Over recent years the number of Caesarean sections in Britain, as in the United States, has been rising steeply; one in six deliveries is now carried out this way. The rise has been linked to an increasing tendency on the part of doctors to jump in with the scalpel rather than wait to see the course a labour takes - if anything indicates a baby is in distress, a Caesarean is believed by many obstetricians to be the quickest and safest way of ensuring the baby's safety.

But while the majority of sections are so-called "emergencies", opted for after labour has already started and when a vaginal delivery seems dangerous or impossible, a proportion are "electives", opted for before the event by the parents in consultation with their doctor. It's not known exactly how many Caesareans in Britain are electives, although most of them are decided on because of some medical indication that labour may not progress normally - typically, because a previous delivery ended in an emergency section.

That's how it was for Julia Pollard, 36, of Farnham, Surrey, whose first son, George, was born by Caesarean. "It was a scary experience," she remembers. "George got stuck in the birth canal, and they decided they'd have to operate.
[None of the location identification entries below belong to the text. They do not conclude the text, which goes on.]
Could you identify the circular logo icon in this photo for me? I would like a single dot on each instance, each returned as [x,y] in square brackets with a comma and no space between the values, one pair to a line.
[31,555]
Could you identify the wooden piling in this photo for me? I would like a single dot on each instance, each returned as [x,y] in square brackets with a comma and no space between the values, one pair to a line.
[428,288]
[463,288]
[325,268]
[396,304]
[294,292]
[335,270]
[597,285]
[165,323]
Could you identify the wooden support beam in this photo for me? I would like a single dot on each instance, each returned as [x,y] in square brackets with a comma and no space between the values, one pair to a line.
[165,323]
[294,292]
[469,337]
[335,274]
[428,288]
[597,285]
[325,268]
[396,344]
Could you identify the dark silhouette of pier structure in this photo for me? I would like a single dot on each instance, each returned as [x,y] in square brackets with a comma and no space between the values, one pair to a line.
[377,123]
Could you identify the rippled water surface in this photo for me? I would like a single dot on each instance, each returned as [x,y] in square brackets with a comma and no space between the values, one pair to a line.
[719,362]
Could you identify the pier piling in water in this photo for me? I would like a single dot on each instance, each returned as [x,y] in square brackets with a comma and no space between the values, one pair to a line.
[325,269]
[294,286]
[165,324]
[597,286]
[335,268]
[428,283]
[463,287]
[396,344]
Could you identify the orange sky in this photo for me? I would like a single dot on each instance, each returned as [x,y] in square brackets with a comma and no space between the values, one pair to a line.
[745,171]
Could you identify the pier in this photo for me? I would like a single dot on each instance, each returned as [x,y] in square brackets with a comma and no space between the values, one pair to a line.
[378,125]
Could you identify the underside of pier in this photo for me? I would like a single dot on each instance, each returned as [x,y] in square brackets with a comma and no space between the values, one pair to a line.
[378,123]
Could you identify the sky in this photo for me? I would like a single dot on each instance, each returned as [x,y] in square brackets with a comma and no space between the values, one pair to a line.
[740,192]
One minute the delivery was calm and collected - the next the room was full of people ripping bags open and scrubbing up. I had panic attacks for some time afterwards.

"When I got pregnant again with Joe, who's now 18 months old, I was keen to avoid that kind of experience again. The doctor said I could have what they call a "trial of labour", in which we could go ahead with a normal birth and see what happened, but I was terrified it would end the same way as with George. So I opted for an elective section, so we at least knew what was going to happen and could plan ahead."

Pollard says she wouldn't have chosen a section without strong medical evidence that a vaginal delivery would be difficult. "Even though I knew what was going to happen with Joe, it was a scary experience. Given the choice, I'd have had a normal delivery - you're up and about so much more quickly; [after a Caesarean] you can't drive for six weeks afterwards. And the pain is bad - I could only just walk, with difficulty, five days after my sections."

Yvonne Williams, who runs the Caesarean Support Network, says most women who elect for a surgical delivery do so for reasons like Pollard's - she believes the number of women who would choose a section for convenience, or because of worries about damage to their bodies from a vaginal delivery, are few and far between. "It's four times safer to have a normal delivery than a section, and the length of time of recovery is longer," she says. "The effects of the anaesthetic can drag on for some time, and I don't believe it should ever be a woman's first option. I think women who want to make this kind of choice are often motivated by fear, which to me seems a shame."

And electing for a section to avoid pelvic damage doesn't always pay off, according to Jane Newman, an obstetric physiotherapist at the John Radcliffe Hospital in Oxford. "The most important thing as far as long- term damage is concerned is the management of the delivery, and the management of the patient afterwards," she says. "We see just as many complications attached to Caesarean deliveries as to vaginal ones - it doesn't follow that you'll always avoid problems if you have surgery."

That doesn't, though, seem to be the prevailing information getting through to pregnant women. Tracey Johnston, an obstetrician at St Mary's Hospital in Manchester, says more and more women are now requesting a section for non-medical reasons. "It's a trend that's coming in from the US, where women are often offered a Caesarean to keep themselves `honeymoon fresh'," she explains. "What's vital, though, is that obstetricians talk the whole thing through carefully with the woman concerned. Often there's an irrational fear that can be overcome through counselling, and she will go on to have a normal delivery and be perfectly happy with it."